Hükmün davalılar vekillerince temyiz edilmesi üzerine temyiz isteğinin süresinde olduğu anlaşıldıktan ve Tetkik Hakimi ı tarafından düzenlenen raporla dosyadaki kağıtlar okunduktan sonra işin gereği düşünüldü ve aşağıdaki karar tesbit edildi.

K A R A R

1-Dosyadaki yazılara, toplanan delillere, hükmün dayandığı gerektirici nedenlere göre davalıların aşağıdaki bendin kapsamı dışındaki diğer temyiz itirazlarının reddine,
Dava, davacının davalı işveren şirkete ait işyerinde 02.05.2004 – 16.09.2007 tarihleri arasında aralıksız olarak çalıştığının tespiti istemine ilişkindir.
Mahkemece, davanın kısmen kabulü ile davacının 02/05/2004 – 16/09/2007 tarihleri arasında davalı P A.Ş yanında sürekli olarak çalıştığının ve çalıştığı bu sürenin diğer davalı SGK’ya bildirilmediğinin tespitine, karar verilmiştir.
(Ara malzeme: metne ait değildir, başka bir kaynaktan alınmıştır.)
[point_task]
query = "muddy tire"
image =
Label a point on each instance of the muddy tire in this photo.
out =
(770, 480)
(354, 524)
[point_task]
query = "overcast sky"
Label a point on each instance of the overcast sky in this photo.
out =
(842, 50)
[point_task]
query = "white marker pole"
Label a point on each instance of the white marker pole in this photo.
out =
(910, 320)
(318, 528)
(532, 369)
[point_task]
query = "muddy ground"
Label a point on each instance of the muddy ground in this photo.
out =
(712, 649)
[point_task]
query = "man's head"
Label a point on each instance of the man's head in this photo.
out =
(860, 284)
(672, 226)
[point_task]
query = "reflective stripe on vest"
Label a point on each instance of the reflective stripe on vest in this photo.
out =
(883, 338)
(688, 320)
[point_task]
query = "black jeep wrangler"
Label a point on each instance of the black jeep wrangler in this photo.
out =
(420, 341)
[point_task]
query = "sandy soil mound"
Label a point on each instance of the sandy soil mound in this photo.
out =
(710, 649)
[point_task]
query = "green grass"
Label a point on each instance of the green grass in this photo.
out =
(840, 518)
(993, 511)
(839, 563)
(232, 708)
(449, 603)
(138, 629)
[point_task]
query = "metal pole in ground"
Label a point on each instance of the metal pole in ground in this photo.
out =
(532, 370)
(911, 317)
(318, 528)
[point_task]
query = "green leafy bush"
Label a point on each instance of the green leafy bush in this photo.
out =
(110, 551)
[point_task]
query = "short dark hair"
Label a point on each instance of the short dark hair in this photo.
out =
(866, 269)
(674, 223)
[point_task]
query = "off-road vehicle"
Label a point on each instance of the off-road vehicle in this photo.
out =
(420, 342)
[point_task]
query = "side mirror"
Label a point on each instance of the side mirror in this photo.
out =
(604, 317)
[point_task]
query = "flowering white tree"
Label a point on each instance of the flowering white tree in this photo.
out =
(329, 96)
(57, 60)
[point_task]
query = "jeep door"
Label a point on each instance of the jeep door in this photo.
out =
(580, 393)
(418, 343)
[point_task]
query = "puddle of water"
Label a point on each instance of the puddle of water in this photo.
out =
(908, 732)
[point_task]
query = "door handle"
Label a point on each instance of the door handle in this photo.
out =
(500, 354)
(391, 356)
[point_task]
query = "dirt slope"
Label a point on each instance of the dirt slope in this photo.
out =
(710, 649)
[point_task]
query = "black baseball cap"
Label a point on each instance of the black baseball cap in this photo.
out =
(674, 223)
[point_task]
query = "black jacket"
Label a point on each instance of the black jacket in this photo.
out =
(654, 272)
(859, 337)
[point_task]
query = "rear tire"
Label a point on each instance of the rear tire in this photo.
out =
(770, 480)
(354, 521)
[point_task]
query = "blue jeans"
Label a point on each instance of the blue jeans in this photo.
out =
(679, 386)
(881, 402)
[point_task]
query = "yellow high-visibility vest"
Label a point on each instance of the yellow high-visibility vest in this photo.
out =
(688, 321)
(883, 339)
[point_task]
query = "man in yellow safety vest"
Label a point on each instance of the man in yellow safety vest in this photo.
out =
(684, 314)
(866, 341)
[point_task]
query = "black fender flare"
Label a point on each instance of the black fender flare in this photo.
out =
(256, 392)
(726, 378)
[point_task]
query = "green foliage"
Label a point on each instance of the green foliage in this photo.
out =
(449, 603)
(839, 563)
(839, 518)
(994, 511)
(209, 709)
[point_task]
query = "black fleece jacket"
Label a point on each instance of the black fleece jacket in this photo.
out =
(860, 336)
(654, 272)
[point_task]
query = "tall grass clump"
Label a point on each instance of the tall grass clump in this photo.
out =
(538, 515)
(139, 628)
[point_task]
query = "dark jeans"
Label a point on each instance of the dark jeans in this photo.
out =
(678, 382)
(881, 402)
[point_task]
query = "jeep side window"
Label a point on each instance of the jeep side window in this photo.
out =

Davanın yasal dayanağını oluşturan 506 sayılı Yasa’nın 79/10. ve 5510 sayılı Yasa’nın 86/9. maddeleri bu tip hizmet tespiti davaları için özel bir ispat yöntemi öngörmemiş ise de, davanın niteliği kamu düzenini ilgilendirdiği ve bu nedenle özel bir duyarlılık ve özenle yürütülmesi gerektiği Yargıtay’ın ve giderek Dairemizin yerleşmiş içtihadı gereğidir.
Bu tür davalarda öncelikle davacının çalışmasına ilişkin belgelerin işveren tarafından verilip verilmediği yöntemince araştırılmalıdır. Bu koşul oluşmuşsa işyerinin gerçekten var olup olmadığı kanun kapsamında veya kapsama alınacak nitelikte bulunup bulunmadığı eksiksiz bir şekilde belirlenmeli daha sonra çalışma olgusunun varlığı özel bir duyarlılıkla araştırılmalıdır.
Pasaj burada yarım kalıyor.